- Sales of the Toyota RAV4 have fallen almost 36 percent so far this year.
- Factory retooling measures and production cuts have hurt the popular SUV.
- Total sales for Toyota are up 1.5 percent this year, but Lexus sales have dropped.
Plenty of Toyota models have posted exceptionally strong sales this year, the discontinued GR Supra among them, but the picture isn’t uniform across the range. The RAV4 stands out as the clear exception, though there’s a reasonable explanation for why it’s lagging.
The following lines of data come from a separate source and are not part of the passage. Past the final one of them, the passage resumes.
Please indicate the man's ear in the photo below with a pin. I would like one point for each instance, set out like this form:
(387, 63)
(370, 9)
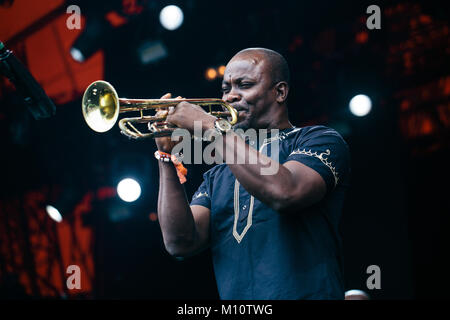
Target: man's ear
(282, 89)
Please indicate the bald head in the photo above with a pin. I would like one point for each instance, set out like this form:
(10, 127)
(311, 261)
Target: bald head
(277, 64)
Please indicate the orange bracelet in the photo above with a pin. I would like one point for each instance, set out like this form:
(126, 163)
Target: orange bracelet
(181, 170)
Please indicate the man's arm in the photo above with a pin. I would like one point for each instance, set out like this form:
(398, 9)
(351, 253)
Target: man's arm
(293, 186)
(185, 229)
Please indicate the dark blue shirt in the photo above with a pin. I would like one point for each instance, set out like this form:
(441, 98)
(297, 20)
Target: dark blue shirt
(261, 254)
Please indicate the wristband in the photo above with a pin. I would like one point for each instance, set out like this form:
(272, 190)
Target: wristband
(166, 157)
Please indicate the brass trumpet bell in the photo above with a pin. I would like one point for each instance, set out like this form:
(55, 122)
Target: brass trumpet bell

Toyota pulled the covers off the all-new RAV4 a little over 12 months ago. It remains the best-selling vehicle in the current lineup, yet sales have slid sharply this year, back when the outgoing model was still on lots.
Read: Toyota Killed The GR Supra And Sales Jumped 72% This Year
Through the first six months of 2025, Toyota moved 239,451 RAV4s. This year, that number has fallen 35.7 percent to 153,955. June alone kept the slide going, with sales down 12.1 percent from 36,810 units to 32,350. What makes the decline unusual is that none of it can be traced to weak demand. Buyers still want it.
The conflict in Iran and issues at the Strait of Hormuz have hurt Toyota. It recently revealed it will cut overseas production by roughly 100,000 units through February 2027, and those reductions, stacked on top of retooling delays for the changeover at the Kentucky plant that builds the RAV4, have already cost the company around 55,000 units in lost sales.
Staggered changeovers at plants in Japan and North America squeezed supply for months, even as hybrid production climbs at Georgetown, Kentucky. RAV4 output fell by roughly 86,400 units between January and May against the same period last year, according to AutoForecast Solutions data cited by Automotive News. With dealers scrambling to keep the SUV in stock, some are now counting their inventory in hours rather than days.
What About Other Toyota Models?
Toyota
Several other Toyota models have had rough starts to the year. For example, GR 86 sales are down 26.2 percent to 4,007 through the first half. Prius volume has collapsed 42.3 percent to 19,519 units, while the Land Cruiser sits 40 percent lower over the same stretch. Even with those weak spots, total Toyota brand sales in the US are up 1.5 percent in the first half of the year and 11.2 percent in June.
The Lexus brand is struggling, however. Its sales through the first half were down 5.2 percent, though they jumped 3.9 percent in June. The half-year decline came mostly from a 70.6 percent fall in RC sales, a 79.7 percent drop for the ES, a 78.9 percent tumble for the LS, and 12.8 percent fewer LC models finding new homes. The only model to buck the trend was the IS, up 42.7 percent this year to 14,071.